What Do You Know About Teaching Writing?
Get a bunch of novelists together and sooner or later the question arises. Can writing be taught?
Those who consider fiction writing an art say talent cannot be learned. You either have it or you don’t. Luck of the draw, baby. People are born to dance or paint portraits or create stained glass masterpieces. Storytelling is no different. The ability to create worlds out of pure imagination is innate, coded in DNA, like hair color and height, so don’t fool yourself into thinking you can learn the secret handshake. According to this point of view, only the mechanics can be taught. Punctuation and conjugation. Sentence structure and grammar. Natural born writers don’t need no stinkin’ writing program. All they have to do is write. That’s the secret. No matter how well-intentioned, no teacher can turn a sow’s ear into an award-winning novelist.
On the other side of the debate are those who consider writing a craft. They say, What? Of course writing can be taught. Any skill, from water skiing to bricklaying, can be taught to a willing pupil by a patient teacher. Constructing a novel is like building a bridge. All you need are the right
materials and the proper tools to put the pieces together in an acceptable manner. Evidence of this conviction? The quantity of how-to-write books published each year and the fact that anyone can enroll in a writing class of some sort in just about every corner of the country. Cake decorating class full? There’s a seat left in Writing Your Novel.
I’ve taught professional writing for years. At the university level. Through a university independent study program, and in Continuing Ed courses for adults. I formed my opinion about whether writers are made or born after years of working with novice writers at every age and level of development. Here’s what I know about teaching writing.
Geneticists have not yet isolated the mutant maverick writing gene, but every good storyteller is born with the Gift. The Gift isn’t always the ability to write beautiful prose. The Gift is the desire to write. The determination to communicate with others through the written word. Writers are born observant. They love drama. They have a sense of humor and appreciate irony. They are happy living in their own heads and can get lost in the worlds they create. If they don’t write, they are not happy.
For someone born with the gift, not writing can be very self-destructive.
Writing students don’t have to know how to plot a story or create a character when they step into a classroom. But if they don’t have an overwhelming need to write, no class can turn them into a writer. They must be willing to confront fears and overcome doubts. And be honest about expectations. Talent is innate, but it is not fully formed at birth. Talent is shaped and nurtured to fruition. The drive to write cannot be taught. It is a fire that must be kindled. Writing teachers cannot set the fire. They can only fan the flames.
Mechanics can be taught, but writers don’t need classes in punctuation. Any good grammar book contains all a novice needs to know about comma placement. Teaching punctuation is a waste of a creative writing teacher’s time. Anyone who reads voraciously develops internal writing templates through osmosis. Anyone who doesn’t read voraciously will never become a writer.
Good teachers don’t teach students how to write. Good teachers help students understand what it means to be a writer. Big difference.

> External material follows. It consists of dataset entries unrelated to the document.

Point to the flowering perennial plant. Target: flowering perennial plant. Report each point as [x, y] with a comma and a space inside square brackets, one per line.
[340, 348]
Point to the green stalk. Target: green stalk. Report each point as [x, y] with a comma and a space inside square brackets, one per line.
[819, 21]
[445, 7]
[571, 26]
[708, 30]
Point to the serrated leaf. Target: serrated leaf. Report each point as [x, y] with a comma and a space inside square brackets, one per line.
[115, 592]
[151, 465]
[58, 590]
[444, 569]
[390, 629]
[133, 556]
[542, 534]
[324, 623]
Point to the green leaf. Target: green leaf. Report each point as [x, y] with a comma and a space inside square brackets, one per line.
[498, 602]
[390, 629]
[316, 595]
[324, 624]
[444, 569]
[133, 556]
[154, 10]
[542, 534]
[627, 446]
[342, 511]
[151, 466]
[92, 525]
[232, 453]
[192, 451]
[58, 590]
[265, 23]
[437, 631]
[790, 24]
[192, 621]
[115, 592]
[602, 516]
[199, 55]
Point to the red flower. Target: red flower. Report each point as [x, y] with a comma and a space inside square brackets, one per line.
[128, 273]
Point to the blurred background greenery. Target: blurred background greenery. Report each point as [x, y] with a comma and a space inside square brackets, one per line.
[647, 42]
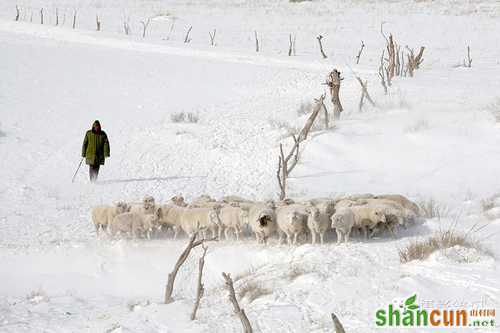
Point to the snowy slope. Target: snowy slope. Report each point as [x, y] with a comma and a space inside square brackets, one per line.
[433, 136]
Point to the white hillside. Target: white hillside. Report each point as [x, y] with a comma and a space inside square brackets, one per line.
[433, 136]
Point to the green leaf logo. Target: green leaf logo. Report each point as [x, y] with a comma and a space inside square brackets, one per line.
[411, 300]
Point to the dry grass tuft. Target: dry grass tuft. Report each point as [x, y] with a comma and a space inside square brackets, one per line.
[422, 248]
[431, 209]
[183, 117]
[252, 290]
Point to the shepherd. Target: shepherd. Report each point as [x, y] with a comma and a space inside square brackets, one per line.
[95, 149]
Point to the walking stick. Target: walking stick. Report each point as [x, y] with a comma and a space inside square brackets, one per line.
[79, 165]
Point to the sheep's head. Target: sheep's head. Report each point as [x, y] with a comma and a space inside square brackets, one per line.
[148, 202]
[178, 200]
[378, 216]
[122, 207]
[313, 214]
[337, 219]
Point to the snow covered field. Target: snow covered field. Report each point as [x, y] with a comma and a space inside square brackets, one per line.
[432, 136]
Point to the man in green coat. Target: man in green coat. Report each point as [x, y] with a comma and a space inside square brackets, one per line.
[95, 149]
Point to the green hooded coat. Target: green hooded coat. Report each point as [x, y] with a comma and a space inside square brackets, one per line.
[95, 146]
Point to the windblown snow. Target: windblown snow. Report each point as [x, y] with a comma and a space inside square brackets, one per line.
[433, 136]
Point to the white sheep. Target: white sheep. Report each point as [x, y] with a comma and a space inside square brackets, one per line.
[233, 217]
[316, 224]
[366, 217]
[103, 215]
[292, 221]
[342, 222]
[134, 224]
[170, 218]
[262, 221]
[202, 219]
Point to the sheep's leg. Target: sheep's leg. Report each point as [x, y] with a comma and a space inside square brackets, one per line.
[339, 235]
[346, 235]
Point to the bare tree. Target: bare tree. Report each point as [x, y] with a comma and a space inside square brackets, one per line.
[360, 51]
[97, 23]
[247, 327]
[283, 168]
[291, 45]
[257, 46]
[171, 28]
[212, 37]
[200, 291]
[364, 93]
[187, 39]
[381, 73]
[126, 25]
[74, 18]
[288, 163]
[414, 61]
[145, 25]
[337, 324]
[468, 64]
[333, 81]
[319, 38]
[182, 258]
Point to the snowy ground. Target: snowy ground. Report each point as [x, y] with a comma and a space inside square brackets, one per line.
[433, 136]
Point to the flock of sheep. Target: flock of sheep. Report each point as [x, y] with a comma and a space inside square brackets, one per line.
[368, 213]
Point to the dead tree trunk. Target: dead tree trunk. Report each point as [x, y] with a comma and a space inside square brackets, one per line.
[126, 25]
[381, 73]
[364, 93]
[360, 51]
[212, 37]
[145, 25]
[74, 19]
[257, 47]
[247, 327]
[391, 56]
[337, 324]
[333, 81]
[182, 258]
[319, 38]
[468, 64]
[200, 291]
[187, 39]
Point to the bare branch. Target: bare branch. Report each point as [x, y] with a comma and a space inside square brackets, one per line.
[212, 37]
[182, 258]
[74, 18]
[187, 39]
[257, 47]
[336, 323]
[97, 23]
[247, 327]
[360, 51]
[145, 25]
[468, 64]
[200, 291]
[319, 38]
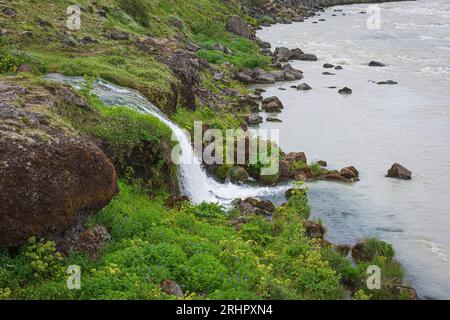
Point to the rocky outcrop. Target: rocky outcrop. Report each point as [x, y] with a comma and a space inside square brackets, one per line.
[272, 104]
[255, 206]
[50, 177]
[399, 171]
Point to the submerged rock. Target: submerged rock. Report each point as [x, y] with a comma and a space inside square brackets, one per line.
[376, 64]
[272, 104]
[399, 171]
[345, 90]
[304, 87]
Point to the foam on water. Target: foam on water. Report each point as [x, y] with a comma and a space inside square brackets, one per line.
[193, 179]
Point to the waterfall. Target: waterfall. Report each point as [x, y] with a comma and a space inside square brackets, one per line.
[193, 179]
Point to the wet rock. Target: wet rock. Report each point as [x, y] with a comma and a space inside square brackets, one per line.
[343, 249]
[334, 176]
[313, 229]
[269, 179]
[296, 156]
[308, 57]
[192, 46]
[238, 26]
[244, 77]
[176, 201]
[49, 179]
[376, 64]
[8, 11]
[303, 86]
[238, 174]
[349, 173]
[102, 13]
[322, 163]
[219, 76]
[345, 90]
[292, 191]
[172, 288]
[263, 44]
[403, 291]
[253, 119]
[282, 54]
[387, 82]
[255, 206]
[399, 171]
[24, 68]
[272, 104]
[44, 24]
[303, 174]
[117, 34]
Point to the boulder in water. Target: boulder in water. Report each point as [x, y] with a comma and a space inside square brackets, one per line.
[376, 64]
[399, 171]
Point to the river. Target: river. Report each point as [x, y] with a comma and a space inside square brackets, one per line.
[376, 126]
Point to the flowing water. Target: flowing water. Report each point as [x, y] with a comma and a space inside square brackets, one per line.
[376, 126]
[193, 179]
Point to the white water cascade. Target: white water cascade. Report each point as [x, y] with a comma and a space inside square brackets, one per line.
[193, 179]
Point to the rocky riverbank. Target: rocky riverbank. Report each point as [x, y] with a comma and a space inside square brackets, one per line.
[65, 156]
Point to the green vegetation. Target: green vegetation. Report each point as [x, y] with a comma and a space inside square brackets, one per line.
[196, 246]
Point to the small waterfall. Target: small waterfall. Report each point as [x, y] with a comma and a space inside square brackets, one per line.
[193, 179]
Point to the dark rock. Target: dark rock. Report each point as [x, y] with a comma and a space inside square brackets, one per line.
[10, 12]
[322, 163]
[296, 156]
[255, 206]
[238, 174]
[263, 44]
[343, 249]
[308, 57]
[345, 90]
[253, 119]
[313, 229]
[49, 179]
[176, 201]
[24, 68]
[238, 26]
[88, 241]
[303, 86]
[376, 64]
[192, 46]
[172, 288]
[290, 192]
[399, 171]
[117, 34]
[349, 173]
[282, 54]
[272, 104]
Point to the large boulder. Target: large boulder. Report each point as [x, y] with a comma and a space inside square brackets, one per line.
[272, 104]
[399, 171]
[50, 178]
[238, 26]
[255, 206]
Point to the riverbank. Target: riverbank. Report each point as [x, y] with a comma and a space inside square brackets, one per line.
[190, 77]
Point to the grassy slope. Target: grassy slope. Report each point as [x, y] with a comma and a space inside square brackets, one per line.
[197, 246]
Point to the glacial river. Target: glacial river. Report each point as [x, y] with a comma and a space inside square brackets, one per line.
[376, 126]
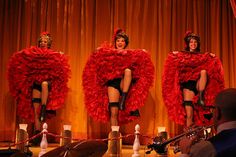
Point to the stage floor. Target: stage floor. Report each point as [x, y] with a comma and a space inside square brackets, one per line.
[127, 151]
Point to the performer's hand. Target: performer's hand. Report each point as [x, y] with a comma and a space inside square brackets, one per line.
[175, 52]
[211, 54]
[185, 145]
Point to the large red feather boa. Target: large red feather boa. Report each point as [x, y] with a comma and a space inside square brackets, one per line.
[181, 67]
[36, 65]
[108, 63]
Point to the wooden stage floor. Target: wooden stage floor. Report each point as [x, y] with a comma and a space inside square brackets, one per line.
[127, 151]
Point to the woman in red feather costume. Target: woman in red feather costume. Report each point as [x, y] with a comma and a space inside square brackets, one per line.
[38, 79]
[190, 82]
[116, 81]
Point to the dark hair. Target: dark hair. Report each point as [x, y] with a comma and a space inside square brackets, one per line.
[189, 35]
[119, 33]
[226, 102]
[48, 36]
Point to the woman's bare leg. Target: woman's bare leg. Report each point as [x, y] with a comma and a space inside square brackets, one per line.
[37, 123]
[44, 98]
[113, 96]
[201, 85]
[125, 84]
[188, 97]
[44, 95]
[126, 81]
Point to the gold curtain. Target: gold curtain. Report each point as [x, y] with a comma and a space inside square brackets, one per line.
[79, 26]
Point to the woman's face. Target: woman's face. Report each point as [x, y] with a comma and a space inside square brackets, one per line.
[44, 42]
[192, 45]
[120, 43]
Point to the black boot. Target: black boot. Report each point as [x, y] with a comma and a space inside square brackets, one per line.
[42, 113]
[122, 101]
[200, 99]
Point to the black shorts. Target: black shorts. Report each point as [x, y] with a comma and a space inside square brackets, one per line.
[38, 86]
[191, 85]
[115, 83]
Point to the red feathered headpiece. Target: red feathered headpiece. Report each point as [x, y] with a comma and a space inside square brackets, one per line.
[48, 36]
[188, 36]
[120, 33]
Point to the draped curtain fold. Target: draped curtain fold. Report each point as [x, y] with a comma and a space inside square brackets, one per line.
[79, 26]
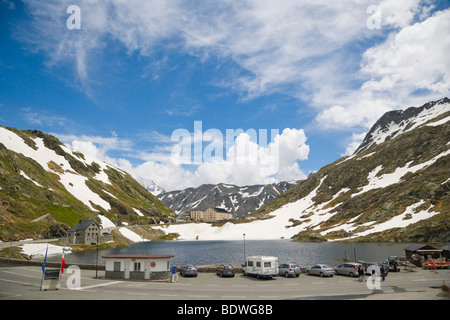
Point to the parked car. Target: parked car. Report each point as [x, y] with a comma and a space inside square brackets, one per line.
[391, 265]
[225, 270]
[322, 270]
[188, 270]
[289, 270]
[348, 269]
[260, 267]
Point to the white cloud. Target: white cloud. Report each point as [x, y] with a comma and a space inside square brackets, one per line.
[312, 50]
[244, 163]
[412, 59]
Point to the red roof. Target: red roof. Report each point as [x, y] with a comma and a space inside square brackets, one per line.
[138, 256]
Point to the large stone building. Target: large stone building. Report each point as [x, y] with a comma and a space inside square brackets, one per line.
[84, 232]
[210, 215]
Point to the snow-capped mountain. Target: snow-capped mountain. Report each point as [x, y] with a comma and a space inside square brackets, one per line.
[39, 175]
[151, 186]
[237, 200]
[396, 187]
[396, 122]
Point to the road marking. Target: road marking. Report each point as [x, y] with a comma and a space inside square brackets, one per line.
[98, 285]
[8, 295]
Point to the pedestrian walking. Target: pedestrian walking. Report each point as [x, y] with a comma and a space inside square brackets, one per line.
[383, 273]
[361, 273]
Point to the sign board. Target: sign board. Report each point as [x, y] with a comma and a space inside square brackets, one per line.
[174, 269]
[51, 280]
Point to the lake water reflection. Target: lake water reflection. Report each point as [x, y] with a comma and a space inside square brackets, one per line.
[215, 252]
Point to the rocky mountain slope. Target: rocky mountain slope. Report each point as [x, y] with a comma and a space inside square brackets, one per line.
[237, 200]
[395, 187]
[41, 177]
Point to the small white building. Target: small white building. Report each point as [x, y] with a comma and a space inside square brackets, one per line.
[137, 266]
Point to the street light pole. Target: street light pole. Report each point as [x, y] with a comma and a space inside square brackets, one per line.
[244, 248]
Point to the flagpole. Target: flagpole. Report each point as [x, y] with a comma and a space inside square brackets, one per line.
[43, 267]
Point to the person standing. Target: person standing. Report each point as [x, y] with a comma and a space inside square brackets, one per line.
[383, 272]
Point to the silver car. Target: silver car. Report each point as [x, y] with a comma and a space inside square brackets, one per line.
[322, 270]
[348, 269]
[289, 270]
[188, 270]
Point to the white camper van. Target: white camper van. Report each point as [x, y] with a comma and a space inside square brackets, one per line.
[261, 267]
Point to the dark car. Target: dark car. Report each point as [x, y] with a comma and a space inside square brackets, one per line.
[225, 270]
[188, 270]
[289, 270]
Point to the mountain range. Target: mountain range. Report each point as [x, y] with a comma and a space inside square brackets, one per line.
[240, 201]
[45, 187]
[395, 187]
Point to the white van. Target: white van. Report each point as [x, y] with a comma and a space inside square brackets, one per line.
[261, 267]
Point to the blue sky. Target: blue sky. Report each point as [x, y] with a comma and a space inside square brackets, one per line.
[319, 72]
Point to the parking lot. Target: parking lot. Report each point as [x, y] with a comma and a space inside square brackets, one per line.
[23, 282]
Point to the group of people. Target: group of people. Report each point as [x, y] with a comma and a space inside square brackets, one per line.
[361, 273]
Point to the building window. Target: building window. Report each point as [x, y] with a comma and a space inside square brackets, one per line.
[116, 266]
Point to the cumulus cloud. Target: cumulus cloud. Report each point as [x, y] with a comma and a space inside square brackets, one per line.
[316, 51]
[245, 162]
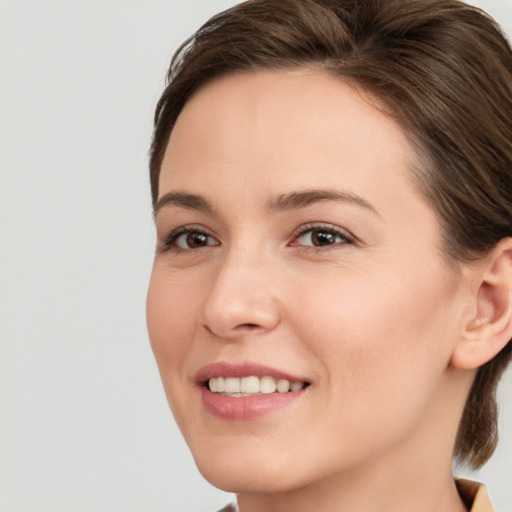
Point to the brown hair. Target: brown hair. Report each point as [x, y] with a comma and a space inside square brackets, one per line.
[444, 71]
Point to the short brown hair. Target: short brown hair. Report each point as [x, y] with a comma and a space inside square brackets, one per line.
[443, 69]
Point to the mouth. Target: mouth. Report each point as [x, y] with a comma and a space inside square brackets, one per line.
[247, 391]
[237, 387]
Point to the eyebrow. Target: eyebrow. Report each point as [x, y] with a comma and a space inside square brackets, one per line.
[283, 202]
[190, 201]
[302, 199]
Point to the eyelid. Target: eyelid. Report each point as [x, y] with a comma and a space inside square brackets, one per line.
[347, 237]
[168, 241]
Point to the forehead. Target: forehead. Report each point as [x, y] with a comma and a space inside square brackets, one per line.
[277, 129]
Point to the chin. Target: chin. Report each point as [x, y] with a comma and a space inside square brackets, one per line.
[240, 472]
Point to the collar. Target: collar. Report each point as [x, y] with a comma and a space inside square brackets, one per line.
[473, 494]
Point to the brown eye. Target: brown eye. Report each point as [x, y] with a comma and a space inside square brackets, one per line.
[194, 240]
[189, 239]
[321, 237]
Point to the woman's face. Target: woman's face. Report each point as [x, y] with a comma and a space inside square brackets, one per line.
[293, 247]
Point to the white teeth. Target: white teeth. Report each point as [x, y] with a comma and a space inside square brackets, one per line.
[245, 386]
[267, 385]
[283, 385]
[296, 386]
[231, 385]
[250, 385]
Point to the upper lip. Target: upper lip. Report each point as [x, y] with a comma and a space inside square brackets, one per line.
[248, 369]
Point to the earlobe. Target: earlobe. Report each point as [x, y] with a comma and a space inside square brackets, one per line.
[488, 331]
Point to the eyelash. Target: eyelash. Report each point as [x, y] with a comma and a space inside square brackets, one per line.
[170, 241]
[345, 237]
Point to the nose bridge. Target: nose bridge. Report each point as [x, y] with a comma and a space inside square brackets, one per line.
[241, 297]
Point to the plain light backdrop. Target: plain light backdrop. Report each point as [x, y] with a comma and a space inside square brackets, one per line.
[84, 425]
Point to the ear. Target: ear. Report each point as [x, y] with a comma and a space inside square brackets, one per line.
[489, 327]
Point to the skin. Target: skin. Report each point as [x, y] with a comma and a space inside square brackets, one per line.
[371, 320]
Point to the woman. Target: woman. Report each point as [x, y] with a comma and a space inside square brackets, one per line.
[330, 305]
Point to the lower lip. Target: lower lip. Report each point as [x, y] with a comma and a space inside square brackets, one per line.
[246, 407]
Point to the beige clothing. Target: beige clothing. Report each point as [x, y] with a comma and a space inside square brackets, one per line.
[473, 494]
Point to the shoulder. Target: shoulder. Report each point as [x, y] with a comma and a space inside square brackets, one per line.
[229, 508]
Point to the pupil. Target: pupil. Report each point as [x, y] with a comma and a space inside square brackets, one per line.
[323, 238]
[196, 240]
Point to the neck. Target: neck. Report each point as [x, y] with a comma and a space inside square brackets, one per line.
[415, 474]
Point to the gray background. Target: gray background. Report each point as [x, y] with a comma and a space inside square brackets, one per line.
[84, 425]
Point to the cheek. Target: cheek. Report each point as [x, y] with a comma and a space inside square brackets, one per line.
[383, 345]
[171, 314]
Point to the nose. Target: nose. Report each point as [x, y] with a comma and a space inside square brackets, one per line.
[242, 299]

As a teacher, I ask students why they want to write. I ask them why they so often do not. If a novice writer does not overcome the many obstacles in his path, all the natural, ingrown, untapped talent in the world will not guarantee success.
Success grows out of desire. When desire becomes passion, the rest will follow. A good writing teacher helps turn desire into passion.
In an extremely non-adaptive quirk of evolution, the most talented writers are often the most insecure. They don’t believe in themselves. They don’t trust their artistic instincts. Sometimes they aren’t even aware they possess artistic instincts. But all real writers do. That’s the Gift. The greater their potential to go far, the more plagued writers are by self-doubt. Their tender spirits crumble under harsh criticism. Shrivel in the face of indifference. Writers jump at any chance to deny the voice that tells them to write. To avoid the pain of rejection at all costs. Why? Because failing to fulfill the Gift is the worst thing they can imagine.
Conversely, the stronger the ego, the weaker the talent. Ego is a weed that crowds out budding talent. In my experience, the writers who have the most to learn are often the least willing to make the effort.
So where do I stand in the Can-Writing-Be-Taught debate?
Teaching writing isn’t just about lecturing students on plotting and characterization and pacing and point of view. These elements are important but can be learned through reading good novels and books on technique. Teaching writing is about helping students find the writer within and learning to trust that writer. To love that writer. Good teachers gently guide novice writers toward acknowledging how much their inner writer knows and how much must yet be learned.
Sitting alone in a room, staring at a computer screen for hours and weeks and months on end, putting black on white and despairing of one’s worth is no one’s idea of a good time. Real writers are those who can’t imagine doing anything else. They know putting black on white is the most important thing they can do.
A writing teacher’s job is to reassure students that wanting to sit alone in that room, creating worlds out of thin air and imagination, is quite a fine use of their time.